INFO [alembic.runtime.migration] Will assume transactional DDL.
INFO [alembic.runtime.migration] Running stamp_revision -> 3345511706b8
Add Access Control List¶
Add a grid access control list file in /opt/rucio/etc/gacl
:
curl https://git.ligo.org/james-clark/gwrucio/raw/master/configs/server/gacl -o /opt/rucio/etc/gacl
Root Account Setup¶
Full details of account setup can be found in rucio administration
These instructions assume an IGTF X509 host certificate has been installed on the server.
Creating the database adds a root account with default username/password. Add an X509 identity and then change that password ASAP. Add the host certificate X509 identity to the root account:
openssl x509 -in /etc/grid-security/hostcert.pem -noout -subject
subject= /DC=org/DC=incommon/C=US/ST=CA/L=Pasadena/O=California Institute of Technology/OU=Laser Interferometer Gravitational-Wave Observatory/CN=rucio.ligo.caltech.edu
[root@rucio rucio]# rucio-admin identity add --account root --type X509 --id "/DC=org/DC=incommon/C=US/ST=CA/L=Pasadena/O=California Institute of Technology/OU=Laser Interferometer Gravitational-Wave Observatory/CN=rucio.ligo.caltech.edu" --email james.clark@ligo.org
Added new identity to account: /DC=org/DC=incommon/C=US/ST=CA/L=Pasadena/O=California Institute of Technology/OU=Laser Interferometer Gravitational-Wave Observatory/CN=rucio.ligo.caltech.edu-root
Configure the client on the server to use the server’s host x509 certificate. Edit /opt/rucio/etc/rucio.cfg
:
[client]
;auth_type = userpass
username = ddmlab
password = secret
auth_type = x509
client_cert = /etc/grid-security/hostcert.pem
client_key = /etc/grid-security/hostkey.pem
Delete default identities
rucio-admin identity delete --account root --type GSS --id "ddmlab@CERN.CH"
rucio-admin identity delete --account root --type X509 --id "/C=CH/ST=Geneva/O=CERN/OU=PH-ADP-CO/CN=DDMLAB Client Certificate/emailAddress=ph-adp-ddm-lab@cern.ch"

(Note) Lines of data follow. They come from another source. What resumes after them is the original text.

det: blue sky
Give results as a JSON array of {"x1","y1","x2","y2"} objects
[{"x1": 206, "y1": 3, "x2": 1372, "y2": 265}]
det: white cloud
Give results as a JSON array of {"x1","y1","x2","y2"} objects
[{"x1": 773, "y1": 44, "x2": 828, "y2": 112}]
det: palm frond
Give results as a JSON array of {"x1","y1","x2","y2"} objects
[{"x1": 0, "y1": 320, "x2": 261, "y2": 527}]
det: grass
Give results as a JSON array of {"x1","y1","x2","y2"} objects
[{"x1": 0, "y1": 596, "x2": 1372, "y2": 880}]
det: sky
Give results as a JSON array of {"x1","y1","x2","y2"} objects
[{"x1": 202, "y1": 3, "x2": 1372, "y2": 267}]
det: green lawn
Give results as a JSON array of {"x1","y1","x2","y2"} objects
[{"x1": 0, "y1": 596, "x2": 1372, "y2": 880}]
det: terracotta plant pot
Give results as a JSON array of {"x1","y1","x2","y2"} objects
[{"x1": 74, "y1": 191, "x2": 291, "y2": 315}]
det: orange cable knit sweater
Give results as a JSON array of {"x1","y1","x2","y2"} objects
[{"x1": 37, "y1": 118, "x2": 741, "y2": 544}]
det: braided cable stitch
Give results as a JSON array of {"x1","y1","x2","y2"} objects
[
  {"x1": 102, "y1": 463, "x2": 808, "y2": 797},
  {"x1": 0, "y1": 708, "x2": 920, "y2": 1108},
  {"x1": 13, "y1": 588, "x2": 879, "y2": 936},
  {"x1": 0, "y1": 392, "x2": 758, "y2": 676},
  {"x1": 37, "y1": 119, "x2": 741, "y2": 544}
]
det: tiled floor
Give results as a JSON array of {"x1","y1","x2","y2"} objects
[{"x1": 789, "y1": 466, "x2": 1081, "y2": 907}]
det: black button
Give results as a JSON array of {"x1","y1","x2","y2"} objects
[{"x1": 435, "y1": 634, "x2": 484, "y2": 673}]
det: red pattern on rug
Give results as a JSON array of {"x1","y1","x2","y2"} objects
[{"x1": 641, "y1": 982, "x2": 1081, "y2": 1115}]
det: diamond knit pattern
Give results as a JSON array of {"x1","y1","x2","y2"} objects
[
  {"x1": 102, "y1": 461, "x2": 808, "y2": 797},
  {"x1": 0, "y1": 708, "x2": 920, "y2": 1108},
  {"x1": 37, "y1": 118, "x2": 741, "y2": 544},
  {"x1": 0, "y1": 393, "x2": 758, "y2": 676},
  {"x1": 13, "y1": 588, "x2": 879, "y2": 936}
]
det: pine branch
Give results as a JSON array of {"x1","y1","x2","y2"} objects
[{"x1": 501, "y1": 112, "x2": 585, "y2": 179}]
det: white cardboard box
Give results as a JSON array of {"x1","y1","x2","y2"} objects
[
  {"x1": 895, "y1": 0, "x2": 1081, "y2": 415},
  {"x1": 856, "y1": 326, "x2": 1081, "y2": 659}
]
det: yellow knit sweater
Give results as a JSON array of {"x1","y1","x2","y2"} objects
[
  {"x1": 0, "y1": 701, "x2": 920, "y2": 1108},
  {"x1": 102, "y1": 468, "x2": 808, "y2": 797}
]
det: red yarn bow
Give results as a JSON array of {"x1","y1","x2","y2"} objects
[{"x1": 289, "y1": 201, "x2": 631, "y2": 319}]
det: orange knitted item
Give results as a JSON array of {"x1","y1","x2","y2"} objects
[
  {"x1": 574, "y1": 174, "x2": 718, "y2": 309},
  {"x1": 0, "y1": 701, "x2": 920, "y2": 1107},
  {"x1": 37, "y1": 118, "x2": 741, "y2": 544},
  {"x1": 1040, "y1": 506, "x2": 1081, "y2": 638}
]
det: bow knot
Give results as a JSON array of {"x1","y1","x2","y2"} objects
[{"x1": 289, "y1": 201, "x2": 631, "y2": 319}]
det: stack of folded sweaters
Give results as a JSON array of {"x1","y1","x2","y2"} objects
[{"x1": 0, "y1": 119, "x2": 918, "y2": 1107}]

rucio-admin identity delete --account root --type USERPASS --id "ddmlab"
rucio-admin identity delete --account root --type SSH --id "ssh-rsa AAAAB3NzaC1yc2EAAAABIwAAAQEAq5LySllrQFpPL614sulXQ7wnIr1aGhGtl8b+HCB/0FhMSMTHwSjX78UbfqEorZV16rXrWPgUpvcbp2hqctw6eCbxwqcgu3uGWaeS5A0iWRw7oXUh6ydnVy89zGzX1FJFFDZ+AgiZ3ytp55tg1bjqqhK1OSC0pJxdNe878TRVVo5MLI0S/rZY2UovCSGFaQG2iLj14wz/YqI7NFMUuJFR4e6xmNsOP7fCZ4bGMsmnhR0GmY0dWYTupNiP5WdYXAfKExlnvFLTlDI5Mgh4Z11NraQ8pv4YE1woolYpqOc/IMMBBXFniTT4tC7cgikxWb9ZmFe+r4t6yCDpX4IL8L5GOQ== ddmlab"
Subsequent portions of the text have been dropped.